The frequency domain characteristic is the sum of the power of the respiratory signal in each frequency band, and each frequency band comprises: 0-0.1Hz,0.1-0.2Hz,0.2-0.3Hz,0.3-0.4Hz or 0.4-1Hz;

the nonlinear characteristic comprises: multi-scale entropy, approximate entropy, or heart rate variability;

the multi-scale entropy algorithm consists of a coarse graining process and sample entropy calculation, and the complexity of a time sequence is evaluated by calculating the sample entropy on a plurality of time scales. When a driver is in an angry state, breathing becomes relatively tense and jerky, the complexity of the breathing signal time sequence is increased, and the value of the multi-scale entropy can be greatly changed compared with the quiet state.

Approximate entropy is a non-linear kinetic parameter used to quantify regularity and irregularity of time series fluctuations. It reflects the probability of new information in the time series, and the more irregular the time series, the larger the corresponding approximate entropy. When a driver is in an angry state, the breathing signal fluctuates relatively to the breathing signal in a quiet state, the irregularity of the time series is large, and the approximate entropy is large.

The heart rate variability refers to the change of the difference of successive heart cycles, and contains information capable of reflecting part of cardiovascular diseases and also capable of reflecting the emotion of a human. When the driver is in an angry state, the periodic difference of the breathing signals can also be changed, and the heart rate variability correlation index characteristic can be used for judging the emotional state of the driver.

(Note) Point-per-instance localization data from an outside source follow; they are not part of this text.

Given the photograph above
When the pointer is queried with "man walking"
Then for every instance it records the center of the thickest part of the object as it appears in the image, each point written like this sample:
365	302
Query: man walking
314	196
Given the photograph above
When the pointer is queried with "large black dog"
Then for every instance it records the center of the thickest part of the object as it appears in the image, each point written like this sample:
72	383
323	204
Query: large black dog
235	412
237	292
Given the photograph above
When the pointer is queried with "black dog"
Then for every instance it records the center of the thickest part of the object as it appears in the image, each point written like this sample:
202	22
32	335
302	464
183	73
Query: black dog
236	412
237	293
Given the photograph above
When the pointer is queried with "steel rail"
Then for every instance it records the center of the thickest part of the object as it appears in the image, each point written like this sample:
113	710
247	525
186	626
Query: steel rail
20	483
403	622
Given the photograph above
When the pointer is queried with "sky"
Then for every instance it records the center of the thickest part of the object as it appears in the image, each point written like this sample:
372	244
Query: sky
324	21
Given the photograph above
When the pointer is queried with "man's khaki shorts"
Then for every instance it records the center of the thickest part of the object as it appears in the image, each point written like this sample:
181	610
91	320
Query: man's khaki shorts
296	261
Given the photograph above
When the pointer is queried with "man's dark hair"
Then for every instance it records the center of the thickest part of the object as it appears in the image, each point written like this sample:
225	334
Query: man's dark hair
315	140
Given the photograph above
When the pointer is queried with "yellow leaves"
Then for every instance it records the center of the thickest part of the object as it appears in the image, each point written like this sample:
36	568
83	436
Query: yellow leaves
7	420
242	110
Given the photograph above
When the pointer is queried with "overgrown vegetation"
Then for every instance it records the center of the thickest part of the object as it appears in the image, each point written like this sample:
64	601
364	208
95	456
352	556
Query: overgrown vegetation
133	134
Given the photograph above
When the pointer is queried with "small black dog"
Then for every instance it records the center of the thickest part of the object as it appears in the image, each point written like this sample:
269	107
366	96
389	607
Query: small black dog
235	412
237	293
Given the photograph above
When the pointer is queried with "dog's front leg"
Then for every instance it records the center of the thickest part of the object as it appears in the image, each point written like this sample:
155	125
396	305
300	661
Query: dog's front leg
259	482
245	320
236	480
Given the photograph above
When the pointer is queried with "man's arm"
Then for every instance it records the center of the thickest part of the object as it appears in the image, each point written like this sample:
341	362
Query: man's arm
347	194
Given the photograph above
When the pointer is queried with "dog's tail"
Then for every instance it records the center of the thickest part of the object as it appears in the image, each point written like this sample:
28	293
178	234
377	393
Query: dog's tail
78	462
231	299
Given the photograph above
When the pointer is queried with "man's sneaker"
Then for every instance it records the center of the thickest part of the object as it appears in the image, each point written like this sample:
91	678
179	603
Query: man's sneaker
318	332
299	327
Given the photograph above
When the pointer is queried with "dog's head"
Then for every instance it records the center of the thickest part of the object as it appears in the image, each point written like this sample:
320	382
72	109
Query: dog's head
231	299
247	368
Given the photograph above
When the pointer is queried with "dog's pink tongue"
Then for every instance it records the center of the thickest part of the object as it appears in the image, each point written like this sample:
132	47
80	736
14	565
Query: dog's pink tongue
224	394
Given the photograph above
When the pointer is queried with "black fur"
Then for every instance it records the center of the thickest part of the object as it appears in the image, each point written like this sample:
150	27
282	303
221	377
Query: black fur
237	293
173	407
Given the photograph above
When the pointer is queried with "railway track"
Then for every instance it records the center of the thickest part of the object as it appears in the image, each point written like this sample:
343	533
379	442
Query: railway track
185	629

As an embodiment, the specific steps of feature fusion of the collected facial features and respiratory features are as follows:

normalizing the collected facial features and respiratory features by adopting a maximum and minimum normalization method;

and performing feature fusion on the facial features and the respiratory features obtained by the normalization processing in a weighting mode to obtain a fused feature vector.

As an embodiment, the deep learning model specifically includes: a convolutional neural network model.

As an embodiment, as shown in fig. 5, the training steps of the trained deep learning model are as follows:

acquiring a face image and breathing data of a driver;

extracting facial features from the acquired facial image, and extracting respiratory features from the acquired respiratory data;

performing feature fusion on the collected facial features and the collected respiratory features; obtaining a fused feature vector;

labeling a road anger label and a non-road anger label for the fused feature vector;

dividing the fusion characteristic vector of the label into a training set and a test set;

constructing a convolutional neural network model, inputting a training set into the convolutional neural network model, training the convolutional neural network model, and obtaining a preliminarily trained convolutional neural network model when the recognition rate reaches a set threshold value; otherwise, continuing training;

and then inputting the test set into the preliminarily trained convolutional neural network model, testing the preliminarily trained convolutional neural network, if the test classification accuracy is higher than a set threshold value, obtaining the trained convolutional neural network model, otherwise, optimizing parameters of the convolutional neural network, updating the training set, re-training until the trained convolutional neural network model is obtained, and ending.

As an embodiment, the monitoring state of road rage includes: road irritability or no road irritability.

As an example, the facial image is acquired by an infrared high-speed camera; the respiration data is acquired through the abdominal belt type respiration acquisition terminal.

Optionally, the infrared high-speed camera is fixedly arranged on an instrument panel right in front of the main driver seat, and the infrared high-speed camera is connected with the controller; and uploading the acquired facial image or video to the controller.

It should be understood that the infrared high speed camera is capable of rotational movement within a range so as to acquire a frontal face image of the driver.

Further, the infrared high-speed camera can collect face images of drivers at night.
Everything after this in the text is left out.